Although Miller once lived outside the city in the unincorporated county for twelve years, his record of service to the city stretches back to 1977 when he was appointed to the City's Parks and Recreation Board at age 26. For the past 16 years, Miller has been at the center of the county's environmentally sensitive lands program, which has protected nearly 45 square miles of local shorelines, hammocks, and prairies. Despite receiving the County's Lifetime Achievement award for his conservation work, Miller says his perspective has broadened in recent years.

"The metaphor is I no longer color with just the green crayons. I'm deeply committed not only to the wild areas of the county, but the cities as well – if the cities aren't working, people will leave, creating decay and sprawl."

The restaurant conversation included not only national topics that ranged from Wall Street to Wasilla, but also the difficult local economic situation the new commission will face in November. Miller conceded the commission will have to deal with tough choices, but said he is ready to focus on steps to re-energize the local economy.

"The county, SCOPE and the Greater Sarasota Chamber of Commerce have all recently announced major efforts to understand and support the local economy and I'm committed to all three. I think our goal needs to be to make Sarasota County simultaneously known for its environment-friendly businesses and its business-friendly environment."

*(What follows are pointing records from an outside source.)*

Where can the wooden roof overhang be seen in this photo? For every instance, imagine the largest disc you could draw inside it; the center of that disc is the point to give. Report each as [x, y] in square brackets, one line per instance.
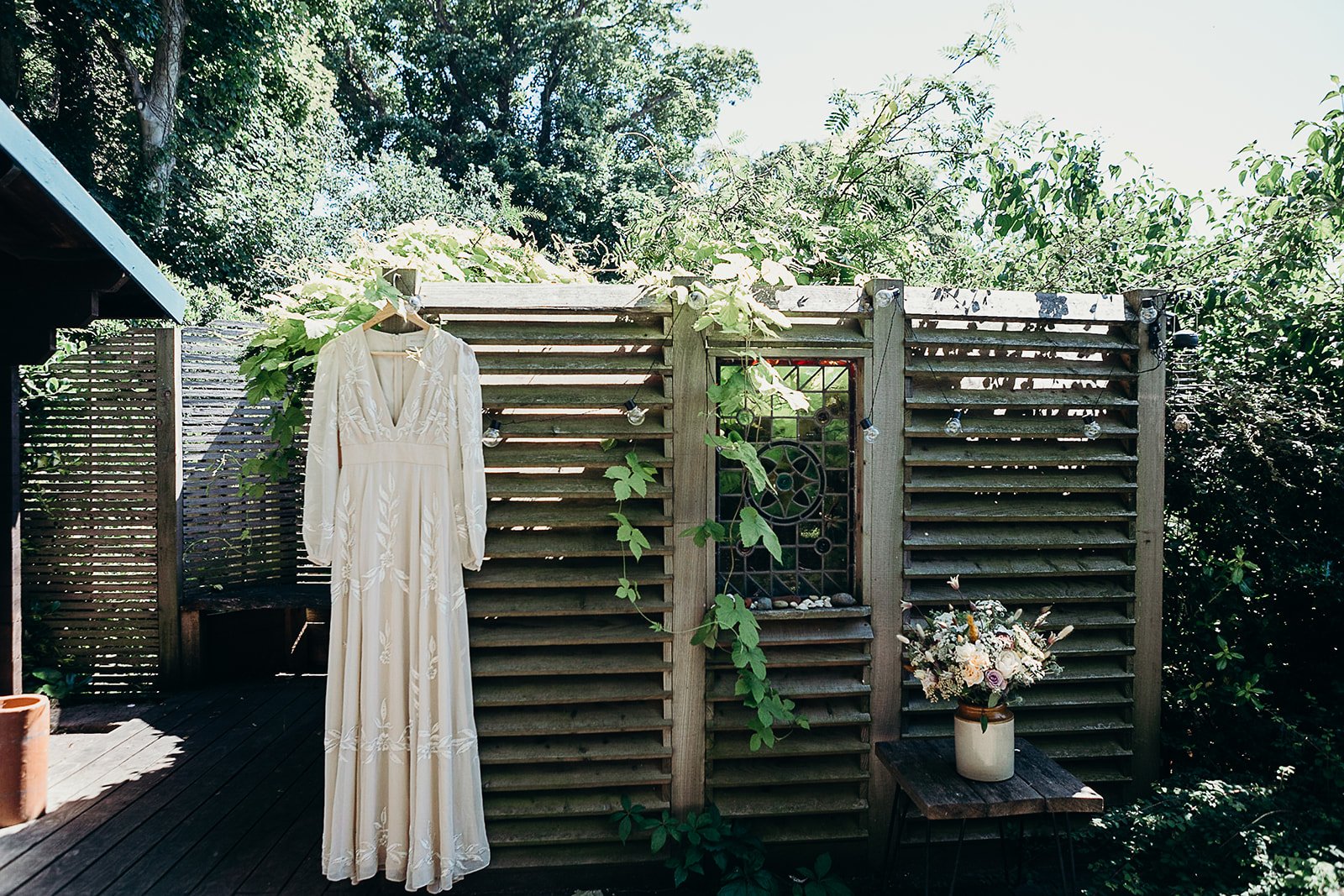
[64, 261]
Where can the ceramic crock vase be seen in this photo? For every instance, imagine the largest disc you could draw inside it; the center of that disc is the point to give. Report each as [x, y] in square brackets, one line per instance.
[984, 741]
[24, 730]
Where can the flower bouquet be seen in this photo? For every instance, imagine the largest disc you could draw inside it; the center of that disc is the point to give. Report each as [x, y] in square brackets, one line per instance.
[980, 656]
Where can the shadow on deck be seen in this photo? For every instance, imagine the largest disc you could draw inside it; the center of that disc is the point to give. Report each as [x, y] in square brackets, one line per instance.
[212, 792]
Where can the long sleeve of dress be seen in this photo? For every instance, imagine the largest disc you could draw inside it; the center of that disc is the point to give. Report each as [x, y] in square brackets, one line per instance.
[323, 461]
[470, 524]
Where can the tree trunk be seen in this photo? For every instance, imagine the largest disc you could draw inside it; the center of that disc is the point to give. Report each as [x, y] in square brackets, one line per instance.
[159, 110]
[71, 132]
[156, 100]
[11, 78]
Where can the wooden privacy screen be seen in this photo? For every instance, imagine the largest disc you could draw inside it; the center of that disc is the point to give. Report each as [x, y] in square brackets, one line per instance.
[91, 526]
[1021, 506]
[228, 540]
[578, 699]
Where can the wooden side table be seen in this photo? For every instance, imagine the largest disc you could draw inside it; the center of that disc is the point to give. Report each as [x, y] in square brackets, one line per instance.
[927, 779]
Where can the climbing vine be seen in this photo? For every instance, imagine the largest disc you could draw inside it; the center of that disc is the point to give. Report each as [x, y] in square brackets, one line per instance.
[279, 367]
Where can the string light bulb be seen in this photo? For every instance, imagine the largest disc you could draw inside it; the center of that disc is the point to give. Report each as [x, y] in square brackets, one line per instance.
[870, 432]
[492, 436]
[1147, 311]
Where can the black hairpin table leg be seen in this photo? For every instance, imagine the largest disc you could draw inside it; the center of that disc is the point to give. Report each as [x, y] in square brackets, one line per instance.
[927, 851]
[956, 859]
[895, 832]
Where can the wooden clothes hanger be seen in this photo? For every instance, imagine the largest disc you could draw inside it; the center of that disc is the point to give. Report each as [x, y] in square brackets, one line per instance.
[407, 309]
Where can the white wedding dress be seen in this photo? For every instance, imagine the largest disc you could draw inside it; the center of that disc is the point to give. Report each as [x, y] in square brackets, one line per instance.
[394, 501]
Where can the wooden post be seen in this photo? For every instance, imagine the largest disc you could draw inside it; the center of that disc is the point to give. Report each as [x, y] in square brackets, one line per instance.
[168, 483]
[11, 617]
[692, 486]
[882, 503]
[1151, 419]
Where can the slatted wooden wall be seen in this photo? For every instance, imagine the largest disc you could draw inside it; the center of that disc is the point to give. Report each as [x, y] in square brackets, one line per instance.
[578, 699]
[91, 511]
[573, 688]
[228, 539]
[813, 785]
[1021, 506]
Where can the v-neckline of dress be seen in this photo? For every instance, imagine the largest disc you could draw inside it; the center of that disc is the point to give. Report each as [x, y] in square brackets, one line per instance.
[376, 382]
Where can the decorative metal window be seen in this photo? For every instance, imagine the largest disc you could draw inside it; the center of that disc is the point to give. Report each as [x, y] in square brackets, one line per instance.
[808, 457]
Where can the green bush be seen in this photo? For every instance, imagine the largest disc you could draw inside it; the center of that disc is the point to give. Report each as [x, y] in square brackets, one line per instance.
[1274, 833]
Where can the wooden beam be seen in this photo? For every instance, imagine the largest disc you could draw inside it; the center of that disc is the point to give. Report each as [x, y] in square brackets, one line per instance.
[692, 486]
[882, 501]
[11, 616]
[608, 298]
[1151, 419]
[168, 477]
[29, 344]
[1005, 305]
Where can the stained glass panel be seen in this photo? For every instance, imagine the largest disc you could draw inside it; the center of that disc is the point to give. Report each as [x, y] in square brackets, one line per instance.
[808, 458]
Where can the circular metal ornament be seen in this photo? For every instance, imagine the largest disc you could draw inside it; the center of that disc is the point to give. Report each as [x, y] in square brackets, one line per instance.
[799, 481]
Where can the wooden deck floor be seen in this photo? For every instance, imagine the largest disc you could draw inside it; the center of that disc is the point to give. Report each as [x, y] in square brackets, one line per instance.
[208, 793]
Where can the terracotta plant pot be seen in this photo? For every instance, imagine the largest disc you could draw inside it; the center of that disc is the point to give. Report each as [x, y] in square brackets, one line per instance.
[24, 731]
[984, 741]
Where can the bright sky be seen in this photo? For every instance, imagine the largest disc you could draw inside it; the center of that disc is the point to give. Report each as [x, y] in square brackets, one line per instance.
[1182, 83]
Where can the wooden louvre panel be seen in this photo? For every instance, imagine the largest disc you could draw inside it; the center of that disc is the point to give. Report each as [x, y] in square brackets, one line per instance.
[812, 786]
[573, 687]
[91, 511]
[230, 539]
[1027, 511]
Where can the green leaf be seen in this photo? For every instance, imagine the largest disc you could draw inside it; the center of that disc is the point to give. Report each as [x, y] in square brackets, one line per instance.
[754, 528]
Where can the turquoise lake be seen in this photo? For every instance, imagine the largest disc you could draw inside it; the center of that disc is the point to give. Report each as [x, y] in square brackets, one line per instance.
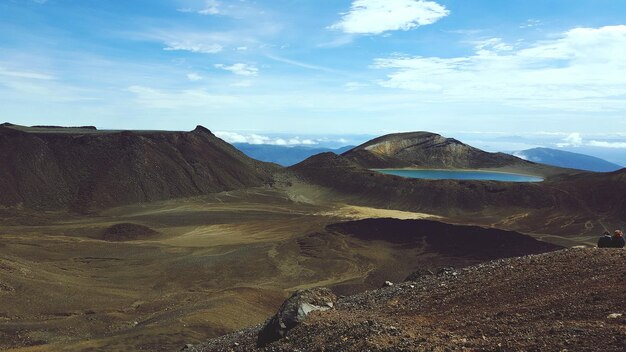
[460, 175]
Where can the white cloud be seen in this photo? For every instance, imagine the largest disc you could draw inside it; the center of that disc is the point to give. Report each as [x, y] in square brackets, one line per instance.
[604, 144]
[581, 70]
[353, 86]
[211, 7]
[242, 84]
[240, 69]
[194, 77]
[194, 47]
[378, 16]
[234, 137]
[190, 98]
[573, 140]
[531, 23]
[25, 74]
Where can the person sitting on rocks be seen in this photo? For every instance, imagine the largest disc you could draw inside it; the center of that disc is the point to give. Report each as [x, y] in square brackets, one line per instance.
[606, 241]
[618, 239]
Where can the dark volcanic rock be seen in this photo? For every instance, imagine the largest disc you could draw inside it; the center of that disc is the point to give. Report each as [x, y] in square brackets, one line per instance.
[564, 300]
[418, 274]
[127, 232]
[94, 170]
[448, 240]
[293, 311]
[587, 196]
[430, 150]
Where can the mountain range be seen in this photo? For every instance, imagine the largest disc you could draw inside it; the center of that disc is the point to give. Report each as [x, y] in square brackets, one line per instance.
[146, 240]
[83, 168]
[567, 159]
[284, 155]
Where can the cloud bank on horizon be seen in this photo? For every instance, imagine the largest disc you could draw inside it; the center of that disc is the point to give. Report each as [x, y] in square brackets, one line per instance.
[351, 67]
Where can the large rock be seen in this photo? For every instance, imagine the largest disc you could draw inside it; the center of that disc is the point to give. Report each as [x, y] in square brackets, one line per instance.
[293, 311]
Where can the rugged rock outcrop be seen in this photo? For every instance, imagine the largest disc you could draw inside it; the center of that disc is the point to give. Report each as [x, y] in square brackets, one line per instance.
[85, 169]
[430, 150]
[566, 300]
[293, 311]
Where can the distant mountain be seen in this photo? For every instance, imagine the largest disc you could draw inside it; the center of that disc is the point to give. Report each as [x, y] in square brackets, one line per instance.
[283, 155]
[430, 150]
[84, 169]
[571, 160]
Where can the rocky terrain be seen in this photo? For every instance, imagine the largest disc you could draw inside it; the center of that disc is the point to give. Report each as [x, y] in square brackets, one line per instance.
[569, 300]
[568, 203]
[430, 150]
[85, 169]
[147, 240]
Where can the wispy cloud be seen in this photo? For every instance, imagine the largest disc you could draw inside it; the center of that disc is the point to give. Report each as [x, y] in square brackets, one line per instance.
[572, 140]
[378, 16]
[211, 7]
[25, 74]
[604, 144]
[575, 140]
[193, 47]
[189, 98]
[580, 70]
[194, 77]
[234, 137]
[240, 69]
[302, 64]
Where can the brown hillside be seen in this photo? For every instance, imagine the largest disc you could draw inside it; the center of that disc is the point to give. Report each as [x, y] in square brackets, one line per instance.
[430, 150]
[562, 204]
[570, 300]
[84, 169]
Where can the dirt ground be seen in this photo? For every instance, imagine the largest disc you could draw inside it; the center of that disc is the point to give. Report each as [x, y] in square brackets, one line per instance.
[218, 263]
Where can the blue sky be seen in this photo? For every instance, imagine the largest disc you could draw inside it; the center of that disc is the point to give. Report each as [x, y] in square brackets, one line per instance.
[306, 67]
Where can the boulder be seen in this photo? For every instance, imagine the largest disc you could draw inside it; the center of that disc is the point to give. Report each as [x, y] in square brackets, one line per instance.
[294, 311]
[416, 275]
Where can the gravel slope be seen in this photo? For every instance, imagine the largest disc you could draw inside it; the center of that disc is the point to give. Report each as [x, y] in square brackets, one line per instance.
[569, 300]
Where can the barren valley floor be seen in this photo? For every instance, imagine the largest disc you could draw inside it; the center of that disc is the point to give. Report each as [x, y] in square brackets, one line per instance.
[217, 263]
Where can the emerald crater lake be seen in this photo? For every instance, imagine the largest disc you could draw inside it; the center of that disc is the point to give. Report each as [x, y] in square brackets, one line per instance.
[460, 175]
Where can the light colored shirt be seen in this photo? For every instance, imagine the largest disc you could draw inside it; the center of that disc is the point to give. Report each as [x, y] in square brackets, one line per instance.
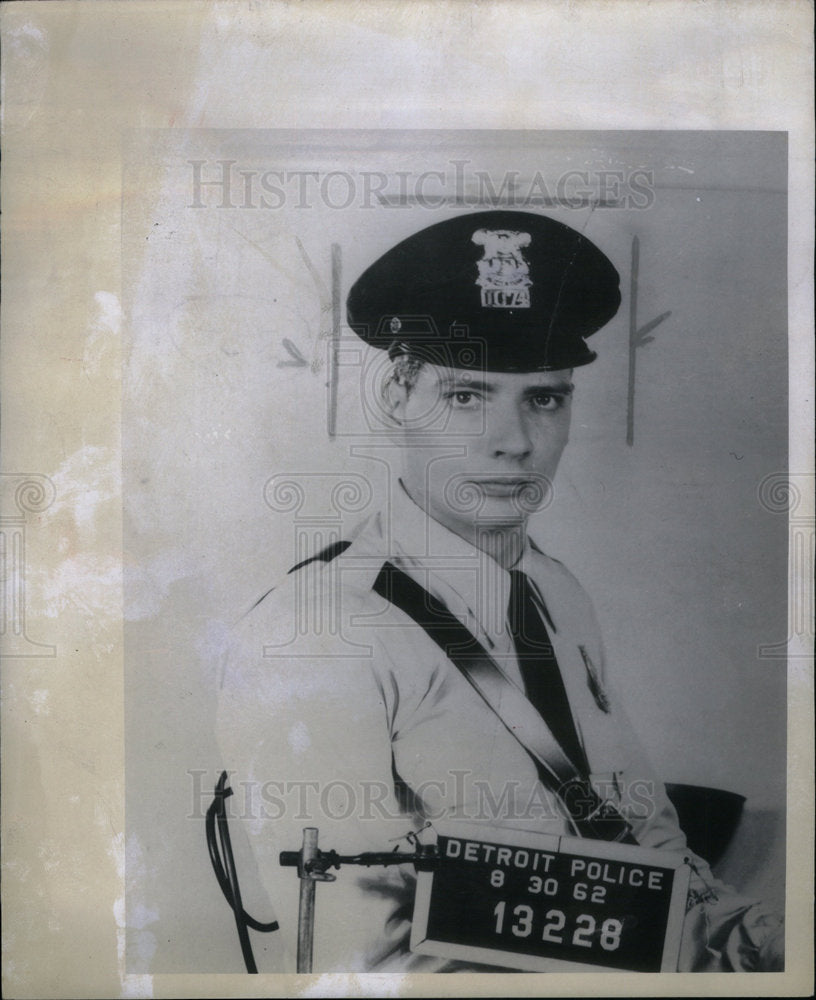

In addition to his environmental leadership, Jono has volunteered his time and talent by serving in leadership positions on numerous boards and committees geared to improving the community. Jono has served as president of the New College Alumnae Association Board, on SCOPE (where he served a term as chairman and was co-chair of the project on Aging), on the board of his neighborhood association, on the Booker Elementary School's Student-Parent Management Team, and was recruited by the county commission to serve on the Sarasota County Citizen Oversight Committee on Voting Systems, which he ended up chairing.